Update vom 7. April, 6.28 Uhr: Bayerns Ministerpräsident Markus Söder hat den Vorstoß von CDU-Chef Armin Laschet für einen zwei- bis dreiwöchigen harten Lockdown begrüßt und als Anschluss an eigene Positionen eingeordnet. Es sei wichtig, durch ein sehr konsequentes Management bei der Bekämpfung der Corona-Pandemie aus der Endlosschleife herauszukommen. „Ich habe diese These eigentlich, wenn ich das so sagen darf, immer vertreten, die Kanzlerin auch“, sagte der CSU-Vorsitzende und offensichtliche Konkurrent Laschets im Rennen um die Kanzlerkandidatur der Unionsparteien. „Jeder, der mitmacht - finde ich super, weil es verstärkt die Basis jener, die für Umsicht und Vorsicht eintreten.“ Söder äußerte sich in der aufgezeichneten ZDF-Sendung „Markus Lanz“, den Ausschnitt zeigte am Dienstagabend vorab das „Heute Journal“.

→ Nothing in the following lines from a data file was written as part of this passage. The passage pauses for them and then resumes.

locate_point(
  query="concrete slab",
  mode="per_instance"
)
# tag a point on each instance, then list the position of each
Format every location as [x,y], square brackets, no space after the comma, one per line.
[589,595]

Corona in Bayern: Stadt Hof weiter trauriger Inzidenz-Spitzenreiter

Derweil liegt die aktuelle Sieben-Tage-Inzident für den Freistaat bei 120,6. Dabei bleibt das Stadtgebiet von Hof nicht nur bayernweit sondern deutschlandweit der Inzidenz-Spitzenreiter mi einem Wert von 456,1. Auf Platz zwei und drei in Bayern sowie Platz drei und vier deutschlandweit folgen der Landkreis Kronach mit einer Inzidenz 353,6 von und der Landkreis Hof mit 329,1. Den niedrigsten Inzidenzwert im Freistaat hat den Angaben des RKI zufolge aktuell der Landkreis Bad-Tölz/Wolfratshausen mit einer Inzidenz von 54,7. In der Landeshauptstadt München fällt ab heute wieder die „Notbremse“. Die Stadt hatte von Karsamstag bis Ostermontag drei Tage in Folge unter einer Inzident von 100 gelegen. Am Mittwoch lag sie bei 82,6.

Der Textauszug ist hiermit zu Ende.